Unfortunately, this is not the way of Jesus. He reminds us of the words of Sirach in the first reading: “Humble yourself the more, the greater you are, and you will find favor with God.” I am successful not when I make myself noticed or great, but when I am unassuming and make myself unnoticed. What a strange way to think! And yet, isn’t that what Jesus did, after all? Though he was God and Creator, he took on human nature as an ordinary man of no status, no wealth, no political or even religious standing. If that is not humility, I don’t know what is. When we make ourselves the center, we are not genuine, rather we are plastic. Thomas Merton puts it this way: “Pride makes us artificial, and humility makes us real.”
And so the Lord, what are you asking of me? And I answer: What is that, Lord? Forgive and I am forgiven? Don’t judge, and I will not be judged? Do I take the last place and then be worthy of the Kingdom?
In fact, the more I do all these things, the more, I am used as God’s instrument to bring about His Kingdom. It does continue with me, but not in the way I thought. It’s a paradox: I am important, when I am not important. C. S. Lewis said: Humility is “not thinking less of yourself, but thinking of yourself less.” I make the focus on Jesus when I do not bring the focus on me.

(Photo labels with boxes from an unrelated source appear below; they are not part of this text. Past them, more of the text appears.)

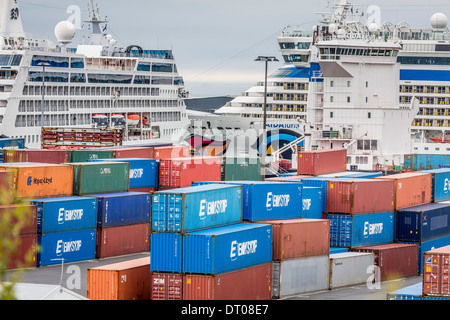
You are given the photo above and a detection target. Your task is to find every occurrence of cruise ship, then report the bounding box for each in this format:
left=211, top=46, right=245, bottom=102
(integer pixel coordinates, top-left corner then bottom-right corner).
left=198, top=0, right=450, bottom=170
left=0, top=0, right=189, bottom=148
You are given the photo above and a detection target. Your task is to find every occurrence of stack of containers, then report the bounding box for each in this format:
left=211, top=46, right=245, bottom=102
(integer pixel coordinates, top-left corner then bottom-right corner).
left=326, top=179, right=400, bottom=288
left=150, top=184, right=272, bottom=300
left=89, top=192, right=151, bottom=258
left=422, top=246, right=450, bottom=298
left=90, top=158, right=159, bottom=192
left=29, top=196, right=97, bottom=267
left=0, top=204, right=38, bottom=269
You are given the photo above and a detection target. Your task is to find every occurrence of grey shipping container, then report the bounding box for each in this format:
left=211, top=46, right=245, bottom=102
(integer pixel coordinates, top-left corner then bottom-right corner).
left=272, top=255, right=330, bottom=299
left=330, top=252, right=374, bottom=289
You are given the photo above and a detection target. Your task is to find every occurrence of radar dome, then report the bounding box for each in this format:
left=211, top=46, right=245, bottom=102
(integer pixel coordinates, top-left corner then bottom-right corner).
left=431, top=12, right=448, bottom=30
left=55, top=21, right=75, bottom=44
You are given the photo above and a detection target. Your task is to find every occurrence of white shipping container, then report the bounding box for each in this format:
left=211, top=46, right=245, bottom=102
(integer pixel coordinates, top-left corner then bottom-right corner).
left=272, top=255, right=330, bottom=299
left=330, top=252, right=375, bottom=289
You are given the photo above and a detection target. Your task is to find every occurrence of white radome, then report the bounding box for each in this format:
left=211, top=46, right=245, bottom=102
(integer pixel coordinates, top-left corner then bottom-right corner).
left=55, top=21, right=75, bottom=43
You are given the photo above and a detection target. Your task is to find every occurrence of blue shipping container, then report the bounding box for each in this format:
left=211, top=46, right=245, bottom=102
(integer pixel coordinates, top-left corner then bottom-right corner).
left=421, top=168, right=450, bottom=202
left=28, top=197, right=97, bottom=233
left=192, top=181, right=303, bottom=221
left=300, top=187, right=323, bottom=219
left=327, top=212, right=394, bottom=248
left=396, top=203, right=450, bottom=242
left=89, top=158, right=159, bottom=189
left=152, top=184, right=242, bottom=233
left=88, top=192, right=151, bottom=228
left=150, top=232, right=183, bottom=273
left=183, top=223, right=272, bottom=274
left=37, top=229, right=97, bottom=267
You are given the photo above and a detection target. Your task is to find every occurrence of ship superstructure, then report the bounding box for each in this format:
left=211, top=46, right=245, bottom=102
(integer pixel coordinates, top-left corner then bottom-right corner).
left=0, top=0, right=189, bottom=147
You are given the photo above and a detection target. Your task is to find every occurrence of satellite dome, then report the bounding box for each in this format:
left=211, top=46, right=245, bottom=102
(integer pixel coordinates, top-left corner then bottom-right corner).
left=55, top=21, right=75, bottom=44
left=431, top=12, right=448, bottom=30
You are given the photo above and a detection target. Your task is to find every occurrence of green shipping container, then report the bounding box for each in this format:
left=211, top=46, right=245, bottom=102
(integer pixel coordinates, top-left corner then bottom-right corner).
left=222, top=157, right=261, bottom=181
left=71, top=162, right=130, bottom=196
left=69, top=149, right=114, bottom=162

Mother Teresa was once asked, “How do you measure the success of your work?” She thought about the question and gave her interviewer a puzzled look, and said, “I don’t remember that the Lord ever spoke of success. He spoke only of faithfulness in love. This is the only success that really counts.” It seems that Mother Teresa would point to this story in Luke’s Gospel today to justify that response. Jesus instructs us in today’s Gospel not to do things that bring us the honor of us. Instead, we are to do things for which God will honor us.
The only reward is love in its uncountable forms, some of which may not seem like love at all at the time. And that love may come from people we don’t particularly see as ‘Jesus-like.’ If we surrender enough of ourselves in humility, we will find all of Jesus, not just the aspects of him we find attractive. And then as St. Augustine wrote, “there will be One Christ, loving himself.”